In their plan, Reps. Kline and Rokita call for a transfer of management of school accountability systems from the federal government, whose “Adequate Yearly Progress” definitions and sanctions were a central part of NCLB, to states. States would have to report student performance, disaggregated by race and economic factors, and develop accountability and teacher evaluation systems in exchange for federal dollars. But, states would be free to develop these programs as they best see fit.
Groups from across the political spectrum expressed their disappointment with this development, saying that “the legislation falls short of the lessons learned and the need to ensure all students, especially those most in need, are college and career ready.” In the Huffington Post’s coverage of the mark-up, Rep. Jared Polis called it a “retreat” from accountability.
As Inigo Montoya says in The Princess Bride “You keep using that word. I do not think it means what you think it means.”
It’s not a retreat when a commander calls off the heavy artillery in order to allow his infantry to advance.

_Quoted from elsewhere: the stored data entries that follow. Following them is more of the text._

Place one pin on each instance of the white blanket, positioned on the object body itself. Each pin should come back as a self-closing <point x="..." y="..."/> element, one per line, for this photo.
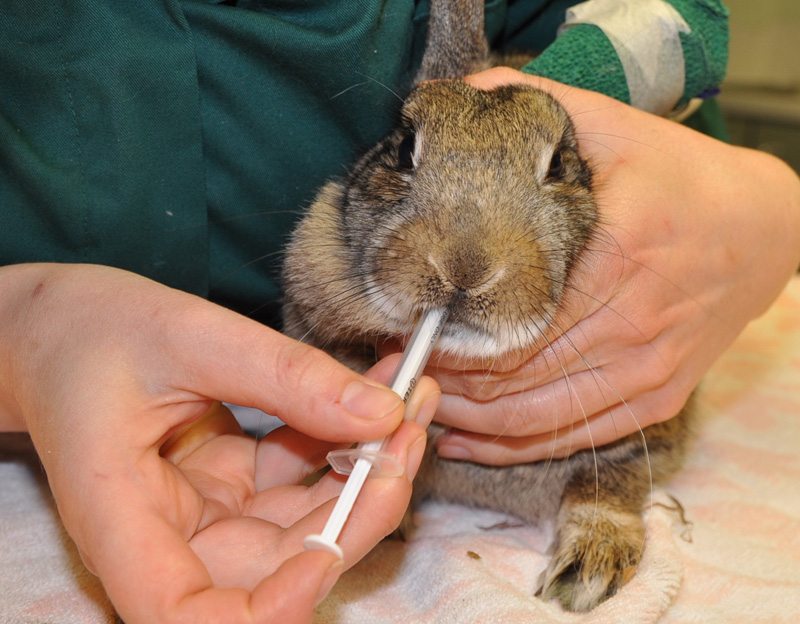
<point x="735" y="559"/>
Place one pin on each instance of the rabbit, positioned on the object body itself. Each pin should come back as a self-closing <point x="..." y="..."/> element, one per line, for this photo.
<point x="479" y="201"/>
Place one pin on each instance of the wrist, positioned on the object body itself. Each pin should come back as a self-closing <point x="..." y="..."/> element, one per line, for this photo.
<point x="18" y="288"/>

It’s a recognition that sometimes you need the big guns, and sometimes you need a smaller, more agile fighting force.
Similarly, it’s not a retreat for the federal government to realize that it is too blunt of an instrument to make school-level decisions for 100,000 schools in 14,000 districts in all 50 states and the District of Columbia. It is not to say that states have the best track record of doing this themselves, nor that every state would automatically do a better job, but as John Chubb and Constance Clark pointed out recently, even under No Child Left Behind there have been large and persistent differences between states with respect to achievement.
Couple this with the Department of Education’s decision to issue waivers to NCLB requirements — and then waivers for their waivers — and I think it is reasonable to see federal education policy in the future as no more coherent than having states developing their own plans. The difference is that when states develop their own plans, the architects on the state board, in state legislature, and at the governor’s mansion are much more likely to be held to account by voters and taxpayers than the Secretary of Education or distant bureaucrats in the Department of Education charged with ensuring compliance.
While we’re on the subject, I’m also not so sure that the “lessons” we learned from NCLB include the understanding that federally dictated sanctions were an effective means of improving school performance. In fact, recent research by Thomas Ahn and Jacob Vigdor showed that the vast majority of NCLB sanctions had no effect on student achievement. In their words:
Most of the individual sanctions in the NCLB regime—including offering students transfers, tutoring, or modest “corrective actions”—appear to have had no effect.
It is true that overall performance in the US is up post-NCLB, and that the really serious consequences of NCLB like whole school restructuring appeared to have some effect, but as bullish as Ahn and Vigdor are on NCLB, even they recommend a more active state and local role in accountability:
NCLB relied on schools to figure out how to improve performance on their own but retained a top-down incentive structure. States and districts can play a much greater—and potentially much more effective—role in crafting rewards or punishments for schools.
Maybe the Kline-Rokita bill reflects the lessons we’ve learned after all — accountability is important, but the federal government might not be the best people to have in the driver’s seat.